Computer issues and unanticipated operational costs spook investors

Fuller Smith & Turner (FSTA) £10.20

Loss to date: 4.7%

Original entry point: Buy at £10.70, 14 February 2019

Pub and hotels group Fuller Smith & Turner (FSTA) admits that it has underestimated costs of ‘transitioning’ the beer business to Japanese brewer Asahi, which struck a deal in January to acquire the assets.

This mistake will result in full-year pre-tax profit to 28 March 2020 being flat on a comparable basis to last year at £31m.

What appears to have happened is that the migration to a new enterprise resource planning system (ERP) has taken longer to deliver benefits than anticipated, resulting in higher running costs.

The ERP issue further complicated the separation of the 174-year-old beer business, resulting in £3.4m of extra costs and the transition period extending to the end of May next year.

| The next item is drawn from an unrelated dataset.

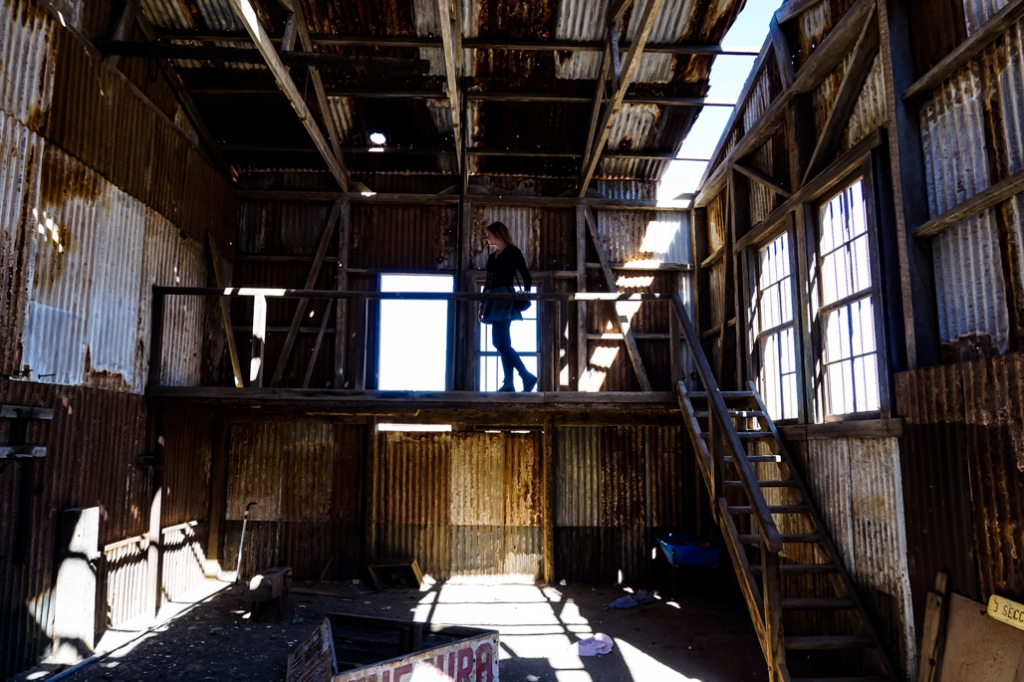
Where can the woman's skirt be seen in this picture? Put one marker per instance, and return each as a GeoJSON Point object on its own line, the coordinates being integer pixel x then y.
{"type": "Point", "coordinates": [501, 310]}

The impact appeared larger because analysts’ profit forecasts of £42m had gotten out of line with management expectations, which were closer to £37m.

Broker Liberum sees this event as a post-disposal ‘reset of the numbers’ rather than a profit warning.

SHARES SAYS: Don’t be put off by the setback. We believe the disposal makes strategic sense and once the current transition is complete, the group is well positioned for further growth.